# Why is there no tangential acceleration in uniform circular motion? [duplicate]

I need to know what all is remains constant in uniform circular motion. The tangential SPEED, angular velocity and centripetal acceleration right? Why is there no tangential acceleration in uniform circular motion? Isn’t the tangential velocity always changing direction? The magnitude of the tangential velocity,I.e,tangential speed is the same at every point but the VELOCITY is not, right? But then why does the formula : acceleration(tangential) = radius*acceleration(angular) tell me that the tangential acceleration is zero?

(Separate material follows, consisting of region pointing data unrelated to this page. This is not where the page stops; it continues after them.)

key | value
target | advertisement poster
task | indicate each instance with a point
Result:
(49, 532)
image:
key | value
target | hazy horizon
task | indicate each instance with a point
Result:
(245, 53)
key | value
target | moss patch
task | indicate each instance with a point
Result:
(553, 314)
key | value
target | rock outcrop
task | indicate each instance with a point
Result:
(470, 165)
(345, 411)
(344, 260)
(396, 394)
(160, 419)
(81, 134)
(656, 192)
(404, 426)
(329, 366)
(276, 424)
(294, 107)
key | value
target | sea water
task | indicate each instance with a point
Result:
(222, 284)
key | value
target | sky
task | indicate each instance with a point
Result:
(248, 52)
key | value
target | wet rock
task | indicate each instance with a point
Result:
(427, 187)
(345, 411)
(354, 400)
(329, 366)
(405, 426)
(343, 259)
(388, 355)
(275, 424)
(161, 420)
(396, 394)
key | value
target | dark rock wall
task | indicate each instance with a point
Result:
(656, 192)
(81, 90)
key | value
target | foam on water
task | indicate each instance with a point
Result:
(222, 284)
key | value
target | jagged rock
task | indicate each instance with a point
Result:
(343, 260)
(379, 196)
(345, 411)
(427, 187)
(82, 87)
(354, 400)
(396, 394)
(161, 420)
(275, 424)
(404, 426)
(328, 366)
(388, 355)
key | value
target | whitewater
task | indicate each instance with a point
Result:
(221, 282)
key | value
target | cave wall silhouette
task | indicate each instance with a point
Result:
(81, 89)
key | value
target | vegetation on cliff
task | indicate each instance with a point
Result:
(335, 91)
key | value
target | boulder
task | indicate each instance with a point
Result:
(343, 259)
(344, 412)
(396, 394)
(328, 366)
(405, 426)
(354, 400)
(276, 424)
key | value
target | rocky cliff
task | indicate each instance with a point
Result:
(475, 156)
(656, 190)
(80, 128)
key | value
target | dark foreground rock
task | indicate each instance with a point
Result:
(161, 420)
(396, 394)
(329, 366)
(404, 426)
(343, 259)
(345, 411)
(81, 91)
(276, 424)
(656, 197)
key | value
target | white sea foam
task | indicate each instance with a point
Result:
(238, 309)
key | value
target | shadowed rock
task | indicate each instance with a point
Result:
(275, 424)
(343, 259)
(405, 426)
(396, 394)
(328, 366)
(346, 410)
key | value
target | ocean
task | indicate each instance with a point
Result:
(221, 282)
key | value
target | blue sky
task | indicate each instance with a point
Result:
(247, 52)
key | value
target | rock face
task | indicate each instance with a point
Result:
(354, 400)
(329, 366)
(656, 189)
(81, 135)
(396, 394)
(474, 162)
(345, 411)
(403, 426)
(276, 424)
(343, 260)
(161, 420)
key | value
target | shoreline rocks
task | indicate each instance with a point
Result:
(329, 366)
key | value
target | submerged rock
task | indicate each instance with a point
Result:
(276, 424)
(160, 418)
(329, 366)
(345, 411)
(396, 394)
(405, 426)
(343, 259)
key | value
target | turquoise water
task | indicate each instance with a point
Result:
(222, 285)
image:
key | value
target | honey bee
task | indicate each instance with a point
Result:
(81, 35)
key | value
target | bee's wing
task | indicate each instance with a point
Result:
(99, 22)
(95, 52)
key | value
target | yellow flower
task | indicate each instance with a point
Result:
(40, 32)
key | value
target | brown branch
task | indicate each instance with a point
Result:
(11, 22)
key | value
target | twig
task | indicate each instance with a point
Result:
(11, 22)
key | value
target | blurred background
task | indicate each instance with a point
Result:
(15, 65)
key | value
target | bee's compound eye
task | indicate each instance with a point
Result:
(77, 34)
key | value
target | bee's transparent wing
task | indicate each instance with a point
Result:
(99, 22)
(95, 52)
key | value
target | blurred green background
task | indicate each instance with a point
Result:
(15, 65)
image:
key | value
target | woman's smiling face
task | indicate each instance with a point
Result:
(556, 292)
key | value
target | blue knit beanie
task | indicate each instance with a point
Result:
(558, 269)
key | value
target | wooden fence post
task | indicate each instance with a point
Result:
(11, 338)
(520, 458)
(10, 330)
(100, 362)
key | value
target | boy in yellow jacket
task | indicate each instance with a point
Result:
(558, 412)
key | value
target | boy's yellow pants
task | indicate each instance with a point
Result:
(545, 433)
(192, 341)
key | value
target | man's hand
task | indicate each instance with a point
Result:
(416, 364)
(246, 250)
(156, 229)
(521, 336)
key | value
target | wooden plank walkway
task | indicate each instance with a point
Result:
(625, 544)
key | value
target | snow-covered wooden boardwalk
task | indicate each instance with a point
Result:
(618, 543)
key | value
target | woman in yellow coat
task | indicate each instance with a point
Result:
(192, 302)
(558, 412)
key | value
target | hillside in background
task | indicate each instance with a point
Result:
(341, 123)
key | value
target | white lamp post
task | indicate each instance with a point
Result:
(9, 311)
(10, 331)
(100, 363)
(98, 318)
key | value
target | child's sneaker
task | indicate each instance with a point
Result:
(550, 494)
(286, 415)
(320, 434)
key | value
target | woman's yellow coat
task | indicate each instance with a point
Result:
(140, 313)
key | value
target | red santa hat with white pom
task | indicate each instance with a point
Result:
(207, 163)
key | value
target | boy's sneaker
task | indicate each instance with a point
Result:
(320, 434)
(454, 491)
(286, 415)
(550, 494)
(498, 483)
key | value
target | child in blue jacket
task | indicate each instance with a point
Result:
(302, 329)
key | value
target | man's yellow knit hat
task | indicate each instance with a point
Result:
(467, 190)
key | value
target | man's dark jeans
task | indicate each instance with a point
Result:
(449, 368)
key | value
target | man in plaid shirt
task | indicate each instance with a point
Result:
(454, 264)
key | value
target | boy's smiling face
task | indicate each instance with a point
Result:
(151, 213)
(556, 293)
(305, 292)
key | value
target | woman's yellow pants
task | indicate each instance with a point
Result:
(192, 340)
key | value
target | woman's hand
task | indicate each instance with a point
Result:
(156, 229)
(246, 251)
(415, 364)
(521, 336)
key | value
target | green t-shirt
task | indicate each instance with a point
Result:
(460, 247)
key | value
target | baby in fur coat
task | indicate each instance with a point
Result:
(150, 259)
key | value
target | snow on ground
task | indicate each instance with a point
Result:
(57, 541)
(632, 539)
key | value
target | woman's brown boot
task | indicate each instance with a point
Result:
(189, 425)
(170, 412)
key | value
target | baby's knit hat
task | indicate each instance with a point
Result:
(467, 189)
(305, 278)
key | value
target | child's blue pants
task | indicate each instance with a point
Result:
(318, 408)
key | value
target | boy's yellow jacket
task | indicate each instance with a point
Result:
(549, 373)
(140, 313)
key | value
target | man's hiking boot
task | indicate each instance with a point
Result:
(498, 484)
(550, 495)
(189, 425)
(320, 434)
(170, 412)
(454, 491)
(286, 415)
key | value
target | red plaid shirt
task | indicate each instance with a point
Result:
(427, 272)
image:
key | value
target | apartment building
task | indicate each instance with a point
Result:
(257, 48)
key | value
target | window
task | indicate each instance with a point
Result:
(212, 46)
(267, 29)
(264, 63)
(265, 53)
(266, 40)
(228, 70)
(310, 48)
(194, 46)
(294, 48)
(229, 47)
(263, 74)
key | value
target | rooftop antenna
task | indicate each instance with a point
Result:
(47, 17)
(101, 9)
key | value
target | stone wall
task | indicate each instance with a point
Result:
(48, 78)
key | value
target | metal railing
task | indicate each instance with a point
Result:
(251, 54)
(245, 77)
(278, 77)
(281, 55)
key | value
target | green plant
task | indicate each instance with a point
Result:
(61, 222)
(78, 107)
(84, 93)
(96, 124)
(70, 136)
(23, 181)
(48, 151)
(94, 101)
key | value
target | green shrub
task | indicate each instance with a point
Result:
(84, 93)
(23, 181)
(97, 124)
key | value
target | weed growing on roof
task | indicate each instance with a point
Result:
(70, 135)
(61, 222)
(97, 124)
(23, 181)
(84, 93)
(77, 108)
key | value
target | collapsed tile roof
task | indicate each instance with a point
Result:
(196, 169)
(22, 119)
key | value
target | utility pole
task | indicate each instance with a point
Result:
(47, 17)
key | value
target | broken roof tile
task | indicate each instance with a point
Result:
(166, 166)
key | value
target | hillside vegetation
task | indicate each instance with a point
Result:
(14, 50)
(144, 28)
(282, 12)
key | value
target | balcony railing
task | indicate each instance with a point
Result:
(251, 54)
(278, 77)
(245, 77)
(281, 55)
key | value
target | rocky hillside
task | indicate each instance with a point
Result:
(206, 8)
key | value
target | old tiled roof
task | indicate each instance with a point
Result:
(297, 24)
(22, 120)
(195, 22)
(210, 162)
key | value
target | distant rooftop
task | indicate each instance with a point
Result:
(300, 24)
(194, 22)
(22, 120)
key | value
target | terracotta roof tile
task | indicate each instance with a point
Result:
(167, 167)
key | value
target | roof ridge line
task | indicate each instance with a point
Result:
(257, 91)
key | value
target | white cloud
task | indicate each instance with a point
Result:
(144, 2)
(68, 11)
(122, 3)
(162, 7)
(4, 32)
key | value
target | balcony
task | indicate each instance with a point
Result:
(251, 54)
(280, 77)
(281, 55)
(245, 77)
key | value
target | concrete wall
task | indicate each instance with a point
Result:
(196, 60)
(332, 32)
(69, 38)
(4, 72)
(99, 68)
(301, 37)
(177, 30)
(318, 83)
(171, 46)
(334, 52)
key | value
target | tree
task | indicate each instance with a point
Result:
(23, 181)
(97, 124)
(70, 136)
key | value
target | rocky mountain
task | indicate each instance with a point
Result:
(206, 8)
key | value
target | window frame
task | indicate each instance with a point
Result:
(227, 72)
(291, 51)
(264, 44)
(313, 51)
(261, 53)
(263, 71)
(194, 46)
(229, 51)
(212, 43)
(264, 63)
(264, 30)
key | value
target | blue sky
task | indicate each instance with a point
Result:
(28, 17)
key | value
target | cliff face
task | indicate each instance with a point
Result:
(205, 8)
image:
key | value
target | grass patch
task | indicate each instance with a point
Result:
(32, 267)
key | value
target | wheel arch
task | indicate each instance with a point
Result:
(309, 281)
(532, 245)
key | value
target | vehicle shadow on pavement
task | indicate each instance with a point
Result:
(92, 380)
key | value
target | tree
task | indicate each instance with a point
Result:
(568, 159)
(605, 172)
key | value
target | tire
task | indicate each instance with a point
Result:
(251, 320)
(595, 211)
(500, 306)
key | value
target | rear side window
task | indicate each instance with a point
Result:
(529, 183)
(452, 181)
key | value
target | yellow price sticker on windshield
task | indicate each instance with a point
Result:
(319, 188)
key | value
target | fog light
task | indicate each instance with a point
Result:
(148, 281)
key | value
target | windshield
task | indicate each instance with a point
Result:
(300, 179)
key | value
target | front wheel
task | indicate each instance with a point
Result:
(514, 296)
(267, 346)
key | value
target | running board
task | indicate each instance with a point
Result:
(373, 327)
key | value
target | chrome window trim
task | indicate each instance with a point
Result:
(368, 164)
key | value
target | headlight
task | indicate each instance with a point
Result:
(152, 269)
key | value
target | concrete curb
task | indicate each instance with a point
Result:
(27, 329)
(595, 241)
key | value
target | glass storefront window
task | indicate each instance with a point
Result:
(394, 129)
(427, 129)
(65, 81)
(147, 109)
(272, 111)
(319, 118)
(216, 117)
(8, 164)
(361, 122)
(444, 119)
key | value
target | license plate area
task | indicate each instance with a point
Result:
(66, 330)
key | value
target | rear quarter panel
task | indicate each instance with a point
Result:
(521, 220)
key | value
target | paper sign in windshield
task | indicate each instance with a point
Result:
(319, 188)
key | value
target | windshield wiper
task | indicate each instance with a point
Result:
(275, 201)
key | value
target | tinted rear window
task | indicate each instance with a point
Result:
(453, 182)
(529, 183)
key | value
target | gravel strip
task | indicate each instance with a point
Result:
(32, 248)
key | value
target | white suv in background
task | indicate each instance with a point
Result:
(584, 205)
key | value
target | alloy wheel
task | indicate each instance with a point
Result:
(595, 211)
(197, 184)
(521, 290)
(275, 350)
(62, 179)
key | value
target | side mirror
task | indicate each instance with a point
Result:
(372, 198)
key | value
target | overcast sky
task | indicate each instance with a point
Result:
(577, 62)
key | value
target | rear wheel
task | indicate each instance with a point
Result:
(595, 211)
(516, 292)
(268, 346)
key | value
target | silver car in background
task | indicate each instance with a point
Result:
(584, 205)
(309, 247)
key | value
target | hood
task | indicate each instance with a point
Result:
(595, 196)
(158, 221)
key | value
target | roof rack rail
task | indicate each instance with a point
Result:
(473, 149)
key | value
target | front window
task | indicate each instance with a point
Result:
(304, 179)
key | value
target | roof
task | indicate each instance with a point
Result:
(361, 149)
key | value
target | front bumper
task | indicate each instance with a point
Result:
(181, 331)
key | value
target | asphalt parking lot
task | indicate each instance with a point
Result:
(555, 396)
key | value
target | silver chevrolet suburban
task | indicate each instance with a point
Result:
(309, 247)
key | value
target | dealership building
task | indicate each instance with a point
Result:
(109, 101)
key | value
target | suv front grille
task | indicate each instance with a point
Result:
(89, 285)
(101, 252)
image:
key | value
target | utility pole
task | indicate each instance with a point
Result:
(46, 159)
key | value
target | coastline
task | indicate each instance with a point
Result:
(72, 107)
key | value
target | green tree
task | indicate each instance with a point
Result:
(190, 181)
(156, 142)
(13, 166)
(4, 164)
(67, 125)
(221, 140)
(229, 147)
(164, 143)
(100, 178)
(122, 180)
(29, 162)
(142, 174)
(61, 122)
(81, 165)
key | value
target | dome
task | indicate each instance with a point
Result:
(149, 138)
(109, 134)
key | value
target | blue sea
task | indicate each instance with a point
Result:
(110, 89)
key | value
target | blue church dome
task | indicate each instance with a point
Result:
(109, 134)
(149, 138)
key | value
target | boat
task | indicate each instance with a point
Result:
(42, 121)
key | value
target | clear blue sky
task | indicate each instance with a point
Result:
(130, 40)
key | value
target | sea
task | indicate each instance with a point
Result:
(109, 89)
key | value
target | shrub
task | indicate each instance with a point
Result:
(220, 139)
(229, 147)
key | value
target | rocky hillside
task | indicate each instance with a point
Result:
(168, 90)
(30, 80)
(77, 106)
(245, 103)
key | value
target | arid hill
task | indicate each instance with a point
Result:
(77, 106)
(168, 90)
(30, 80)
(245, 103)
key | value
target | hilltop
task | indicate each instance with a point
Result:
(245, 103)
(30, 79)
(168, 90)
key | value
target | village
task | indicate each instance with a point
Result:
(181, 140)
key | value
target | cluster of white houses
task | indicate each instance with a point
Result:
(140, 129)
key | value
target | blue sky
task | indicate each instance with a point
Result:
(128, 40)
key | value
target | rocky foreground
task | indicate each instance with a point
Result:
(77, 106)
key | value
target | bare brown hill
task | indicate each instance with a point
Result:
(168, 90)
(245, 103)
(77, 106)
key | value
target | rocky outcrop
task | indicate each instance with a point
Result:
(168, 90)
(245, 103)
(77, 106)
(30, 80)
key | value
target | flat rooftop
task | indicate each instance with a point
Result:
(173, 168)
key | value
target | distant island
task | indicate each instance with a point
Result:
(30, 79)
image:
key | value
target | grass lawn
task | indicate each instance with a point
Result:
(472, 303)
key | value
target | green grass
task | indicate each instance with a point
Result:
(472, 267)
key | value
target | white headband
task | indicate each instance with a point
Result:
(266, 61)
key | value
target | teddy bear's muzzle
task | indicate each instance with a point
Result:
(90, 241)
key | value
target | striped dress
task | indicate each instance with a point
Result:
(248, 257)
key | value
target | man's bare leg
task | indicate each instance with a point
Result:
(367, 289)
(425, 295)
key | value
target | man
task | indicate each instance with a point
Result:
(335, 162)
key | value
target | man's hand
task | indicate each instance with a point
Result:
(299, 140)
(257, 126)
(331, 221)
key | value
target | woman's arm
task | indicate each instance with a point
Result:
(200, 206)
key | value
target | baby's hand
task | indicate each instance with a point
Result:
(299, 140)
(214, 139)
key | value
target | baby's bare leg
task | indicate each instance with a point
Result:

The velocity is changing only the direction, which is why there exists only a centripetal acceleration. If the velocity would have been changing its magnitude (in other words, if the speed was changing) then you'd see that tangential acceleration would exist. This can also be seen by the relevent formula of a body's acceleration in polar coordinates:

$$\mathbf a=(\ddot r -r\dot{\theta}^2)\mathbf{\hat r}+(r\ddot{\theta}+2\dot r \dot{\theta})\boldsymbol{\hat{\theta}}$$

Since it's uniform circular motion, $$\dot r$$, $$\ddot r$$ and $$\ddot{\theta}$$ are zero. Thus the value of acceleration simplifies to

$$\mathbf a=-r\dot{\theta}^2\mathbf{\hat r}$$

As you can see, this is precisely the centripetal acceleration, and the value of tangential acceleration is zero.

Why is there no tangential acceleration in uniform circular motion?

Because, then we wouldn't call it uniform.

Circular motion can have both tangential $$a_\parallel$$ and centripetal $$a_\perp$$ acceleration. They are then the components of an acceleration vector $$\vec a=(a_\parallel,a_\perp)$$ pointing at an angle. Those special cases where there is no tangential acceleration, $$\vec a=(0,a_\perp)\Leftrightarrow a=a_\perp$$, we call them uniform. Isn’t the tangential velocity always changing direction?

Indeed it is. But that does not require a tangential acceleration.

• Changing the velocity magnitude requires tangential acceleration $$a_\parallel$$ (parallel, so elongating/shrinking the velocity vector).
• Turning it requires centripetal acceleration $$a_\perp$$ (perpendicular, so turning the velocity vector).

So, in situations where we only turn, we only have centripetal acceleration. Likewise, in situations where we only speed up or slow down, we only have tangential acceleration.